Compliance with Santa Fe's gender-neutral bathroom rules is slow going

Local NewsThursday, April 28, 2016 by Maria Egolf-Romero

Symbols help us find our way around. They are shorthand for “Hey! This thing you need is right here!” Like a public restroom. We all know the white stick figure emblem painted on cobalt blue plastic that marks the spot.

For eons, this white figure donned two outfits: pants or an A-line dress to designate the restroom as men’s or women’s. Cultural evolution of gender identity led to a third bathroom option, a gender-neutral one, and a new outfit for the white restroom figure. 

North Carolina recently mandated that its citizens use the bathroom that corresponds to the gender on their birth certificate. The new law electrified the issue, and celebrities from Bruce Springsteen to Joe Jonas have cancelled appearances in the Tar Heel State as protests erupted and the country divides over bathroom-monitoring antics.

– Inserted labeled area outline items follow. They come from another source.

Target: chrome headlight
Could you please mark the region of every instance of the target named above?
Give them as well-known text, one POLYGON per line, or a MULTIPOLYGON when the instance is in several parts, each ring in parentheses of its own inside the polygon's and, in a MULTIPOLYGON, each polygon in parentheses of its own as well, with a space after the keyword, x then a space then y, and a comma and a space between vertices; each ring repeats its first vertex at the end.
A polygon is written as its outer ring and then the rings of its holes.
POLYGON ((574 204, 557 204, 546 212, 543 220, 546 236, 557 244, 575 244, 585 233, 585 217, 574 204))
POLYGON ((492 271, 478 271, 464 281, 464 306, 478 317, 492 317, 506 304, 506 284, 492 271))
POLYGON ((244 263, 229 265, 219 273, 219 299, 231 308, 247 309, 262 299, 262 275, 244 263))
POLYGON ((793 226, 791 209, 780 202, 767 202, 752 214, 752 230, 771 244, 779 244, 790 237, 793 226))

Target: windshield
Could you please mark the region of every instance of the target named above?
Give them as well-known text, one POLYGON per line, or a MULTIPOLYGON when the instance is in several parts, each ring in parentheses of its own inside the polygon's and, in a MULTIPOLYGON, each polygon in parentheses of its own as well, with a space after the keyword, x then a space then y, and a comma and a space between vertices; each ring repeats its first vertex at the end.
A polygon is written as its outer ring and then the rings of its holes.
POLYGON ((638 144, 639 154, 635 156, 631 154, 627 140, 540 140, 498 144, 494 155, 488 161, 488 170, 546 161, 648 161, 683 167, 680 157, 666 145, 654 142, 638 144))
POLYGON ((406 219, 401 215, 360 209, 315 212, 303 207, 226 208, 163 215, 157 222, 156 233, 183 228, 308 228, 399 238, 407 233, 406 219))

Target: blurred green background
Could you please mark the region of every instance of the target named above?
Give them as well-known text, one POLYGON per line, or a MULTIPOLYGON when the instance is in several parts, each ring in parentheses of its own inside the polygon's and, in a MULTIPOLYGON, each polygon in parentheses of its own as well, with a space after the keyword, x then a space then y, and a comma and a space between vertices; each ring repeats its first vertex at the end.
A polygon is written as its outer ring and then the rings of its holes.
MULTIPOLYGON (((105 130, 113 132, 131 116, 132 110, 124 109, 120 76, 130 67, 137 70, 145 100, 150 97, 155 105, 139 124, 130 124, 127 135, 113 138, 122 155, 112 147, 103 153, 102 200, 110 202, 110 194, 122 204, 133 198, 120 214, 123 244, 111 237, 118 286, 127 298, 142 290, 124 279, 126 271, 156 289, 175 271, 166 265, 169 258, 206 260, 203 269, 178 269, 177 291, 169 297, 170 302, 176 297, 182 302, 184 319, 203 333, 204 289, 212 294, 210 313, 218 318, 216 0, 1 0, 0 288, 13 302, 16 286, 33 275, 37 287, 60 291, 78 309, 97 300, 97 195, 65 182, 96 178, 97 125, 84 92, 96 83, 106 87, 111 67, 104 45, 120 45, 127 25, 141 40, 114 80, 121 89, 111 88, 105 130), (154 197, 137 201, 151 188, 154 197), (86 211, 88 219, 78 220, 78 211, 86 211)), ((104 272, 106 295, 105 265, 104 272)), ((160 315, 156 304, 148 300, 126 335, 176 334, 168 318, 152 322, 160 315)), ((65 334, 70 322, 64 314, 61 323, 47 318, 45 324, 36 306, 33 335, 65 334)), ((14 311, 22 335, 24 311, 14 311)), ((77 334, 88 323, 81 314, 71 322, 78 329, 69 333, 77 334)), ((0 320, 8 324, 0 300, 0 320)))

Santa Fe took a stance on who can go where last June, when the City Council passed an ordinance stating that all public single-occupancy restrooms must be gender-neutral. But this week, SFR found several single-occupancy restrooms still with gender-specific signs.

And we’re not the only ones. On Wednesday, a group calling itself All Families Matter New Mexico started a public awareness campaign to urge more compliance with the Santa Fe law. The group is urging residents to add the names of local businesses breaking the gender-neutral rule to its Facebook page.

Jenn Jevertson, coalition coordinator, tells SFR the ordinance is beneficial to more than just the transgender community. “One of the reasons that it’s needed, is that often times transgender folks don’t feel safe and comfortable using the restroom,” Jevertson says, “but it has a broader positive impact for everyone in Santa Fe. It helps the daughter who needs to help her elderly father in the restroom. It helps the mother with a disabled son.”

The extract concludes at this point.